"cannot infer type for type parameter" on self

ChrisJefferson · January 7, 2021, 1:44pm

Consider the following (very cut down) code. It will not compile, on the self.is_x() call with "cannot infer type for type parameter S declared on the trait Refiner". I'm not completely sure what the problem is, and I'm also not sure how to fix it -- how can I "type annotate" self?

pub trait Refiner<S> {
    fn name(&self) -> usize;
    fn is_x(&self) -> bool;
}

pub struct Q { }

impl<T> Refiner<T> for Q {
    fn name(&self) -> usize {
        if self.is_x() { 2 } else { 3 }
    }

    fn is_x(&self) -> bool {
        true
    }
}

cole-miller · January 7, 2021, 2:07pm

You can use universal function call syntax:

    fn name(&self) -> usize {
        if <Self as Refiner<()>>::is_x(self) { 2 } else { 3 }
    }

The problem is that

the compiler sees that Q: Refiner<T> for every T, because of your blanket impl
whenever you try to call a Refiner method like is_x on a value foo of type Q, the compiler sees <Q as Refiner<???>>::is_x(&foo) and has no idea what type to put in the blank, because of the previous point
in fact any type would give the same result, again because of the blanket impl, but the compiler is not aware of that

So you must specify the generic parameter explicitly.
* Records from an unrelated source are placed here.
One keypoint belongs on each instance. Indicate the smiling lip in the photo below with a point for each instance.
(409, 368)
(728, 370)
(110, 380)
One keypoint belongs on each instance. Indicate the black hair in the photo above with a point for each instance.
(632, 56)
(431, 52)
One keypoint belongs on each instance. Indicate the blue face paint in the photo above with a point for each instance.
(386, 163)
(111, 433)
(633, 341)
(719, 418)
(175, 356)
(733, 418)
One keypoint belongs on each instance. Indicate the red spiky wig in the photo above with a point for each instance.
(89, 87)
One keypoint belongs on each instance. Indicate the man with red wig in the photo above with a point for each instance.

ETA: I just discovered on the playground that you can actually omit the Self type: <_ as Refiner<()>>::is_x(self). Cool!

OptimisticPeach · January 7, 2021, 2:01pm

They'd probably want something like this, so that T is used:

fn name(&self) -> usize {
    if <Self as Refiner<T>>::is_x(self) { 2 } else { 3 }
}

cole-miller · January 7, 2021, 2:03pm

Yeah, I just used () because the blanket impl makes it clear that the actual type doesn't matter (and the compiler didn't complain about T being unused), but in general re-using T here is the better practice.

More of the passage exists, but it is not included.